JG :  Lors des Assises du domicile, le secteur a défendu l’idée que même les services autonomie sans Ehpad peuvent être des services autonomie, le secteur n’a pas nécessairement besoin demain des Ehpad dans le cadre des services autonomie pour faire du soin, pour aller à domicile la nuit sur des situations complexes, On évoque souvent l’intervention à domicile des EHPAD la nuit, mais le secteur du domicile peut le faire.

Les SAAD comme Amicial interviennent déjà la nuit, demain pour une prise en charge plus forte sur ces situations, le secteur du domicile est capable de transformer son offre, c’est une question de moyens.

 

Qu’attendre de façon opérationnelle des collaborations domicile/ Ehpad ?

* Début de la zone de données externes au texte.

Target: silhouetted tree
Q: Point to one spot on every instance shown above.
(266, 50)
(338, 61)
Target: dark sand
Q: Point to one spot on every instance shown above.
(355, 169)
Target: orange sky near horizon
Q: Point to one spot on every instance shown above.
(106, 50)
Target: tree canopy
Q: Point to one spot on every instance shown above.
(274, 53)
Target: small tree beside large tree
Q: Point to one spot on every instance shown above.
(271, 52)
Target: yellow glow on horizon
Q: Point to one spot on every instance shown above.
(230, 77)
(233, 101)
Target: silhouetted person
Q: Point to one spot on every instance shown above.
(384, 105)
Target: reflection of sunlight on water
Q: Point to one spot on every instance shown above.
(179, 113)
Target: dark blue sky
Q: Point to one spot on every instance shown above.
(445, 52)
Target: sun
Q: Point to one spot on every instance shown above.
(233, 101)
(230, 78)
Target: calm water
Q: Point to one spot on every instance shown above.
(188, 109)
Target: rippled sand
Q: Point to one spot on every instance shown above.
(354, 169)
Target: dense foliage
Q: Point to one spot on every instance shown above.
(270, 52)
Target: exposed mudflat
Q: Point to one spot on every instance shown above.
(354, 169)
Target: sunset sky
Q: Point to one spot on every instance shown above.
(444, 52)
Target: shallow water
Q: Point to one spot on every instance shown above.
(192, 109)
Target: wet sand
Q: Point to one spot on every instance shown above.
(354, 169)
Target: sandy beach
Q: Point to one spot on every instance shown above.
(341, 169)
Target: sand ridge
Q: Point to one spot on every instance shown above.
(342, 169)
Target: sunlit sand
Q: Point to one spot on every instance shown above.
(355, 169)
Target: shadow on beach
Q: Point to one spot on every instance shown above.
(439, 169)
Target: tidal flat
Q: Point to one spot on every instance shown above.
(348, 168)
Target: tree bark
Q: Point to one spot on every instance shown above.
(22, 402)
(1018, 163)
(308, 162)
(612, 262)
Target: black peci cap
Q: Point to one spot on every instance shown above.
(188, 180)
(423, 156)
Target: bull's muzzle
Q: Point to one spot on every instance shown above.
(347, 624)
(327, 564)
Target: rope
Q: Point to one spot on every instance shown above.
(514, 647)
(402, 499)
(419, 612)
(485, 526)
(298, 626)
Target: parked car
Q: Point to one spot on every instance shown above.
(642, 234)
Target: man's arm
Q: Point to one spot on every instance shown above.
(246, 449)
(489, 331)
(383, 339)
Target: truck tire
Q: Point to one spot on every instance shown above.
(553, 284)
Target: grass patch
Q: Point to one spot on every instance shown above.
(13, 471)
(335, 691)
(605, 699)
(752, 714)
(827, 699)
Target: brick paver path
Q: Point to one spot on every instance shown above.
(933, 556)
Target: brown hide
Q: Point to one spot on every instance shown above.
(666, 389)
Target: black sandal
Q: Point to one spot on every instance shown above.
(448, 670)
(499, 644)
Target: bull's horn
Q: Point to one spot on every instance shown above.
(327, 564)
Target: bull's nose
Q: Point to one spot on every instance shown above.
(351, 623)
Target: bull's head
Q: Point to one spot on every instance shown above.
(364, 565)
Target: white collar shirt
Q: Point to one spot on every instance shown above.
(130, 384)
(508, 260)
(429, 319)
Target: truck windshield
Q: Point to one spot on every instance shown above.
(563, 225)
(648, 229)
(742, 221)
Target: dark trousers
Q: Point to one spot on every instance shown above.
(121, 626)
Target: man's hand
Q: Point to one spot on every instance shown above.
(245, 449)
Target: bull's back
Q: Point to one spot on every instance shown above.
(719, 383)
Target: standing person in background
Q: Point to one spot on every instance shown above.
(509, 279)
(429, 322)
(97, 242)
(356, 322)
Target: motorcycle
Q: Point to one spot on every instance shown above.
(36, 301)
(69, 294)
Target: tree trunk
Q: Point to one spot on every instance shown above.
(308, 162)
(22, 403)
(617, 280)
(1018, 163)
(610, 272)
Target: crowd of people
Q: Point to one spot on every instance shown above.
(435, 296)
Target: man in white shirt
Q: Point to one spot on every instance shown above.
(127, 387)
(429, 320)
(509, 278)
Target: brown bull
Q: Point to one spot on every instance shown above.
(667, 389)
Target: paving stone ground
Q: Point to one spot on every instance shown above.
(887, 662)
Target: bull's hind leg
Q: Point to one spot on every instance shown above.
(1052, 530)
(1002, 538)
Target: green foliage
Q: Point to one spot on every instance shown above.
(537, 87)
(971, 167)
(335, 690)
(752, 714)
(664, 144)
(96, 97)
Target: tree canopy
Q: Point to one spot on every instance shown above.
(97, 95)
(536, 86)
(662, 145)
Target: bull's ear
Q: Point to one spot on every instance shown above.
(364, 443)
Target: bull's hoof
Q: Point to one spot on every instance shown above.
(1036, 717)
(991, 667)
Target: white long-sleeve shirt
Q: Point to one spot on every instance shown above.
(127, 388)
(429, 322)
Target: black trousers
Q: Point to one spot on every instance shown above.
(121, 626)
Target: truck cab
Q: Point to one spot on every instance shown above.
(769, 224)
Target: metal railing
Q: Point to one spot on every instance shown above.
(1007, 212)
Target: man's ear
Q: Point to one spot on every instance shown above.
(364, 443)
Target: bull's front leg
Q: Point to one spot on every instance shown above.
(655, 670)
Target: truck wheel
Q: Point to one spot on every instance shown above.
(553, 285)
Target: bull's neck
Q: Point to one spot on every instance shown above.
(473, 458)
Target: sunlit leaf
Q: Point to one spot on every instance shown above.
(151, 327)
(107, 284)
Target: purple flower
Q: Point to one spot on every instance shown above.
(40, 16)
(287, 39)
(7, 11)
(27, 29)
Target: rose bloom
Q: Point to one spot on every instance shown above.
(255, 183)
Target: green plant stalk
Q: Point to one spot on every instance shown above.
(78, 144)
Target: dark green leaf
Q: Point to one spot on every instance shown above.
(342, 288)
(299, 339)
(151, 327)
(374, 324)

JG : Des synergies qui ne soient pas à sens unique, il faudrait davantage d’allers et retours, que les Ehpad puissent jouer le jeu de l’accueil temporaire, pour un besoin de répit par exemple, répondre à la question de l’isolement.  Nous pourrions amener du public pour bénéficier des espaces, des activités de l’Ehpad, mieux rationnalisé en collectif. J’ai déjà essayé d’y réfléchir, les Ehpad ont leurs contraintes, économiques, pratiques, chacun a ses propres contraintes et du mal à travailler ensemble.

 

NG : Il y aurait beaucoup de ponts à faire sur l’hébergement temporaire, et le répit, avec des SAAD et SSIAD, ce qu’évoque Julie est très vrai.  La gestion de l’hébergement temporaire est complexe, d’expérience, 10 places d’hébergement tempo peuvent être aussi lourdes en gestion que 90 d’hébergement permanent.

 

Nous aimerions créer des passerelles entre EHPAD et SAAD, il faut bien avoir conscience comme souligné par Julie que ce sont aujourd’hui 2 modes de financement économiques très différents, ce qui complique la construction.  C’est plus facile dans le cadre d’AMI avec des enveloppes qui peuvent permettre de créer des équipes mobiles, des collaborations sur mesure, avec des crédits dédiés. A voir ce que les évolutions réglementaires demain faciliteront… J’ai pu expérimenter dans une précédente expérience professionnelle dans une association un travail en réseau entre EHPAD, hébergement temporaire, accueil de jour et SSIAD.

Demain, il faudrait pouvoir sortir des cloisonnement des sections tarifaires, des autorisations, pour mieux collaborer avec les SAAD.

JG : Le secteur des SAAD s’estime le parent pauvre du médico-social, mal loti par rapport aux EHPAD, mais cela ne doit pas empêcher les projets SAAD/ EHPAD !.

NG on cache le terme Ehpad, également un métier très dévalorisé.  On peut avoir ce point commun d’être un modèle à réinventer, un peu à bout de souffle… Profitons des éventuelles enveloppes, des AMI qui permettent de faire bouger des lignes, essayer des collaborations sans que personne ne se sente lésé. Les expériences d’intervention de domicile renforcé par les EHPAD sont à suivre, je suis intéressé par échanger avec Julie et avec la Fondation pour partager sur ces sujets. C’est le sens du réseau OVE, de partager demain aussi sur d’autres formes de collaborations avec l’habitat inclusif.

JG : Amicial essaie aussi de mettre en place des partenariats avec des résidences autonomie, c’est parfois plus facile pour les PA à domicile de venir dans une résidence autonomie pour une animation, des liens, que de se confronter à l’EHPAD.

NG : Comment accueillir des personnes à domicile pour des animations, des activités, dans des tiers lieux au sein de l’EHPAD, c’est aussi la réflexion en cours à OVE Plénior.